I am so lonely right now, I can't express it. Even the company of other dead baby mamas is a small consolation. I yearn to be around others, but I shrink away as well. I can't express it, it's too vast. And I am having a difficult time again with coping with the Others. The Happy, the Blessed, the Smiled-Upon. Those with pregnant bellies, with infants, with children. I know their lives aren't perfect or ideal. I know they are tired and frustrated and worried and pulled too thin and I would still beg to have it.
I know I cut myself off from people and places. It was necessary, and as such, I can't regret it. I do miss it. I do miss them. But I am not her, and cannot be her again. I might come close, if I ever conceive, but it would still be me. Gabriel's mother, and not her. I wonder, sometimes, who was right and who was wrong and then I remember, no one was either. I had my necessary spaces and where I went could not be followed.
I am so sad. So tired. Tired of fighting, tired of hoping, tired of trying. I want to lay down and be still for awhile. But I can't. There is no escaping the core of the problem. My son is dead. He can't come back. No matter how much I long for him and love him, he's gone. And today is a day when I don't know how to live with that forever.
And now I'm crying on the outside as well. Quietly, no screams. Much as I want to scream and scream and scream until the pain is gone, I don't. Much as I want to drink and drink, I don't. Much as I want to curl up in a ball, I don't.

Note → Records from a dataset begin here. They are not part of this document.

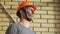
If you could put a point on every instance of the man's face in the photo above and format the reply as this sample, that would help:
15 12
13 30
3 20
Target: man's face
30 13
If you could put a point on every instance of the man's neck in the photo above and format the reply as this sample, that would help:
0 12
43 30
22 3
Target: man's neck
24 22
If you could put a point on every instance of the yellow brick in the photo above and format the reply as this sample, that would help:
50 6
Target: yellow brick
48 33
57 8
14 7
11 3
47 8
0 10
4 23
31 28
14 15
57 1
4 15
12 11
53 21
40 20
40 4
34 24
36 16
38 8
2 32
7 7
54 29
57 25
2 2
48 25
1 7
57 17
34 0
38 33
41 12
5 0
53 12
47 16
0 19
4 27
53 4
41 29
0 27
18 0
46 0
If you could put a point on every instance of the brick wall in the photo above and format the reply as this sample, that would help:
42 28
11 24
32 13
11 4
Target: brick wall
46 19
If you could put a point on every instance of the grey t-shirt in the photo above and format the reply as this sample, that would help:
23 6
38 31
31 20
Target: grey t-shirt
17 28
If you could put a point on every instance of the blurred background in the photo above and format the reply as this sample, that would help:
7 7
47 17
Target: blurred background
46 19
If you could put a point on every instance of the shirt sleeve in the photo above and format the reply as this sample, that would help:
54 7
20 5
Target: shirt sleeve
11 30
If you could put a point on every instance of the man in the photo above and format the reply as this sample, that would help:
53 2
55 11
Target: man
26 13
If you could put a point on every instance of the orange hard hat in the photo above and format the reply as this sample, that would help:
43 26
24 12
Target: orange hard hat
24 4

Someone once told me they wondered how I could be so hopeful and I was taken aback because I do not see myself that way. I believe I told her that getting out of bed everyday was an act of hope. That making the decision to live is an act of hope. That there is no choice or option. You can hope or die. I can't die. There is no choice but to pull myself back up, hope the glue holds and drag myself along again, no matter how little I want to.